MOP-12763 under which the shipment was insured was no longer in force at the time it was loaded on board the
Hannover Express on June 10, 1994, as provided in the Endorsement portion of the policy, which states: "IT IS HEREBY
DECLARED AND AGREED that effective June 10, 1994, this policy is deemed CANCELLED." FGU, on the other hand,
insists that it was under Marine Risk Note No. 9798, which was executed on May 26, 1994, that said shipment was
covered. It must be emphasized that a marine risk note is not an insurance policy. It is only an acknowledgment or
declaration of the insurer confirming the specific shipment covered by its marine open policy, the evaluation of the cargo
and the chargeable premium. It is the marine open policy which is the main insurance contract. In other words, the marine
open policy is the blanket insurance to be undertaken by FGU on all goods to be shipped by RAGC during the existence
of the contract, while the marine risk note specifies the particular goods/shipment insured by FGU on that specific
transaction, including the sum insured, the shipment particulars as well as the premium paid for such shipment.
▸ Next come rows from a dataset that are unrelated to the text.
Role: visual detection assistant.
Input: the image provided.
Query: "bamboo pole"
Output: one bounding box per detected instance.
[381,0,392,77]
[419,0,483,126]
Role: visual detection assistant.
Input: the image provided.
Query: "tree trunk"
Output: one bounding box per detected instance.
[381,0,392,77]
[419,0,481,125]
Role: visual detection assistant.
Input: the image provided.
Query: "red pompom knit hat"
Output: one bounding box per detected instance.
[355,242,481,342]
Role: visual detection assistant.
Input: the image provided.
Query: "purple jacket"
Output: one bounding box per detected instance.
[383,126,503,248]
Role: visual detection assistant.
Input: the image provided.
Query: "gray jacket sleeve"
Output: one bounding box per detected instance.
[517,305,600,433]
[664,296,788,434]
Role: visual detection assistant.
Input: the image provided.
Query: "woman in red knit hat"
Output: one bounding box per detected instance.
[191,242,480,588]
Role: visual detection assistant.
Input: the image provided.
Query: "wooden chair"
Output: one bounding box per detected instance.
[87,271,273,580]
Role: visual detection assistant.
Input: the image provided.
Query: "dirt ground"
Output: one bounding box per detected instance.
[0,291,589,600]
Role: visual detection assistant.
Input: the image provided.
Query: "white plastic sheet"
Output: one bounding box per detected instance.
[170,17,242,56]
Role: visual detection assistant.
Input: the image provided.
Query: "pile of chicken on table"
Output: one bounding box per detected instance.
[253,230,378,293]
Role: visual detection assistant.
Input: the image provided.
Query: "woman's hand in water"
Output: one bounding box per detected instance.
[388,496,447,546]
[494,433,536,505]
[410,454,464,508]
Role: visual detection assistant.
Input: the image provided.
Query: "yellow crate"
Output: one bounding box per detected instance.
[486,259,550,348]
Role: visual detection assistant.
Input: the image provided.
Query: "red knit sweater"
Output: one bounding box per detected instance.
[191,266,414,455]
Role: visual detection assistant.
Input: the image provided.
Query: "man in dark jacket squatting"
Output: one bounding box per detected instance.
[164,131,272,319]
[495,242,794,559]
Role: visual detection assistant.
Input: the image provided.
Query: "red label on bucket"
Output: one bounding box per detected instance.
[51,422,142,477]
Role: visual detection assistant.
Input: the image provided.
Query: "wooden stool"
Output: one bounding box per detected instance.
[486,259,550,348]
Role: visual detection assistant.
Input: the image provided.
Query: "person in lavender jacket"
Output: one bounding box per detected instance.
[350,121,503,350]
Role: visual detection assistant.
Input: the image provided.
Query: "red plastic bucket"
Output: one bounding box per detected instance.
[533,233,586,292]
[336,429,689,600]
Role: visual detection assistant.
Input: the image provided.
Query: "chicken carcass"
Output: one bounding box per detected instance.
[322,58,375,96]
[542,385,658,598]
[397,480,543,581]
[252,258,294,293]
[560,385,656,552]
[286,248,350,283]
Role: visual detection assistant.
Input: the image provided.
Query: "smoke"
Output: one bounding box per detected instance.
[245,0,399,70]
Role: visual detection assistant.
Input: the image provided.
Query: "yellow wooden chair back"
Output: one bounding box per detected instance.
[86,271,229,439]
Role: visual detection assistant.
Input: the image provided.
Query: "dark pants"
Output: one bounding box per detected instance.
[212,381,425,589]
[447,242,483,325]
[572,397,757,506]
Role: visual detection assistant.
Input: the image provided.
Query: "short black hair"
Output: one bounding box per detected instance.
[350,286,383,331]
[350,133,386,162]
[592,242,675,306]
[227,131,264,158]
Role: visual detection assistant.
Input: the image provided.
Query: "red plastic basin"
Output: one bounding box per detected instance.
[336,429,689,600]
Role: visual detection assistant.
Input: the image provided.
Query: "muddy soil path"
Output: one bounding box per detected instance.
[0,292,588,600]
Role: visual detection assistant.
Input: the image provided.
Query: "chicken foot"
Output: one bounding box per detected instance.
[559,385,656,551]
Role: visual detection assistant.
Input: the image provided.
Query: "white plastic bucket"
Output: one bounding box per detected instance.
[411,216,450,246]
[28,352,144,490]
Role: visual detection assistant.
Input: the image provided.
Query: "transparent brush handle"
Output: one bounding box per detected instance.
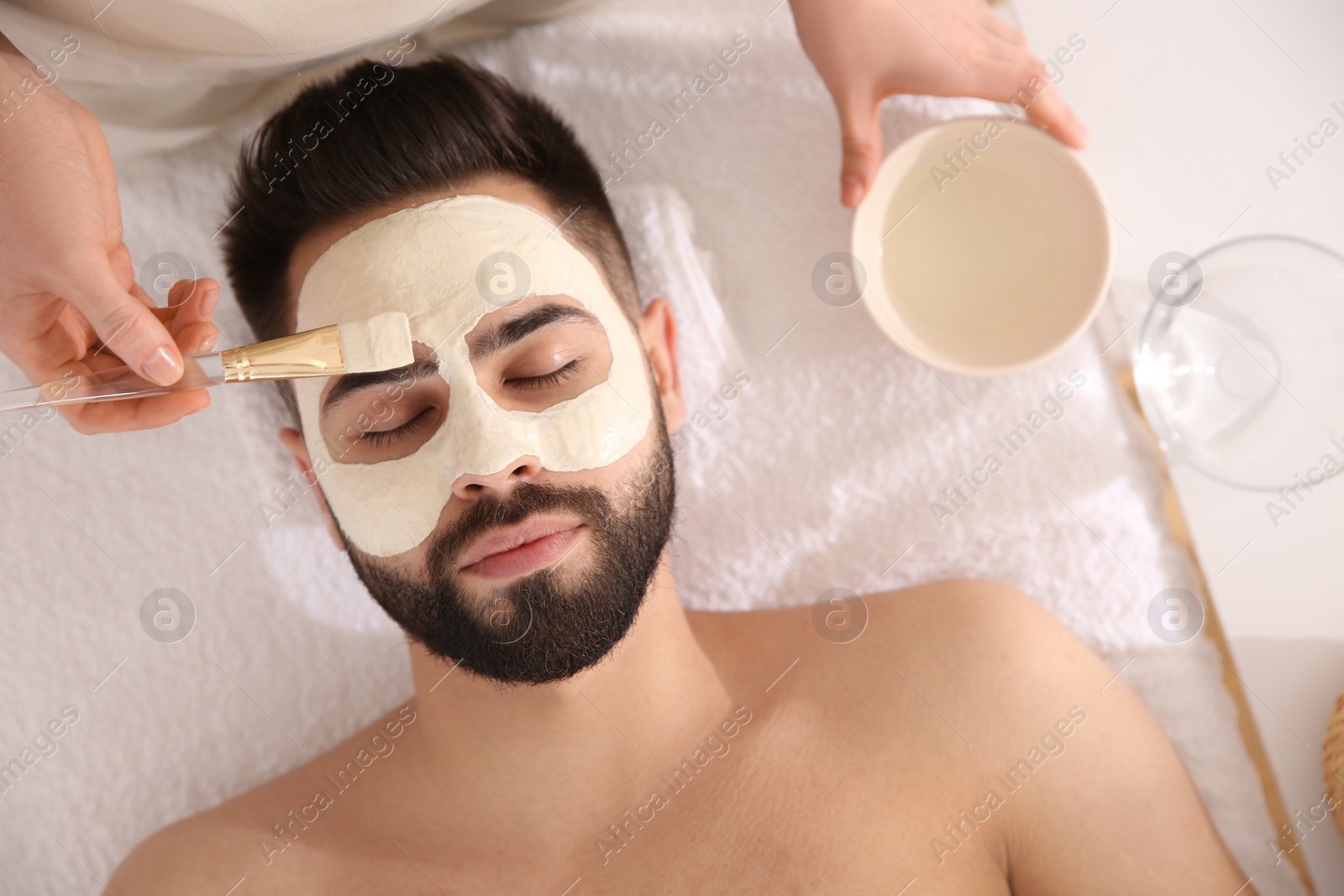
[0,352,224,411]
In any
event, as it stands, it is evident that even prior to the cancellation by FGU of Marine Open Policy No. MOP-12763 on June
10, 1994, it had already undertaken to insure the shipment of the 400 kgs. of silver nitrate, specially since RAGC had
already paid the premium on the insurance of said shipment. The marine insurance policy needs to be presented in
evidence before the trial court or even belatedly before the appellate court. The presentation of the marine insurance
policy is necessary, since the issues raised therein arose from the very existence of an insurance contract, even prior to
the loss of the shipment. The insurance contract must be presented in evidence in order to determine the extent of the
coverage. However, as in every general rule, there are admitted exceptions. In the presentation of the insurance policy is
not fatal because the loss of the cargo undoubtedly occurred while on board the petitioner's vessel, unlike in other cases
in which the cargo passed through several stages with different parties and it could not be determined when the damage
to the cargo occurred, such that the insurer should be liable for it. In this case, it is clear when the loss occurred.